Droit des Contrats – Rupture de pourparlers

Cass., Com., 22 mars 2017, n° 15-14875

Dans le but de reprendre la totalité de ses actifs, la société X a adressé à la société Y, successivement, deux lettres d’intention confirmant l’intérêt de sa société pour cette reprise à un certain prix.

Après plusieurs modifications du projet d’acte de cession, la société Y a donné son accord.

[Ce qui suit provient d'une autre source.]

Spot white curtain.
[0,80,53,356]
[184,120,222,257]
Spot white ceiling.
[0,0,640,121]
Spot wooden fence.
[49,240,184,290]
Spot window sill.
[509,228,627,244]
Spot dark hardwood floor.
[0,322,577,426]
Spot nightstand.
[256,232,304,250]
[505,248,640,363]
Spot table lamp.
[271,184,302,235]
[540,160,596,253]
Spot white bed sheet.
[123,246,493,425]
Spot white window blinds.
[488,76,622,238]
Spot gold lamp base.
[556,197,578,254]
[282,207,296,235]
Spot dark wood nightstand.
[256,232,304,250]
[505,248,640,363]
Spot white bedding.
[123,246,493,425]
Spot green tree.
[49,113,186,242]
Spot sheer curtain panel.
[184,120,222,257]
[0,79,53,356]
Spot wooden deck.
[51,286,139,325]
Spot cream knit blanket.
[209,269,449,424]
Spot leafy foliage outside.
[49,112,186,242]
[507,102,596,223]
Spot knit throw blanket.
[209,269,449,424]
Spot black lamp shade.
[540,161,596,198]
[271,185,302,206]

Toutefois, le jour prévu pour la signature du protocole de cession, les parties ont formulé des interprétations divergentes des termes de la clause concernant le prix de la cession. Celle-ci n’a donc pas été conclue.  Et la société Y a assigné la société X en réparation du préjudice subi du fait de la rupture abusive des pourparlers.

La Cour de cassation a jugé que la Cour d’appel avait justement considéré que la société X, acheteuse, était responsable de la rupture abusive des pourparlers, dans la mesure où elle avait apporté, sur un élément essentiel tel que la détermination du prix, des modifications unilatérales et tardives au projet d’acte de cession et ce, alors que la cession était « négociée avec sérieux depuis plusieurs semaines (…) ».

En conséquence, la Cour de cassation a approuvé la Cour d’appel d’avoir condamné la société X en réparation « des préjudices résultant des dépenses inutiles causées par la négociation et les mesures qu’elle a nécessitées ».

Cet arrêt apporte une très bonne illustration du préjudice que cette responsabilité peut avoir pour objet de réparer, ainsi que de l’ampleur du montant du préjudice, puisqu’en l’espèce le montant du préjudice a été estimé par les juges du fond à une somme de 107.160 euros.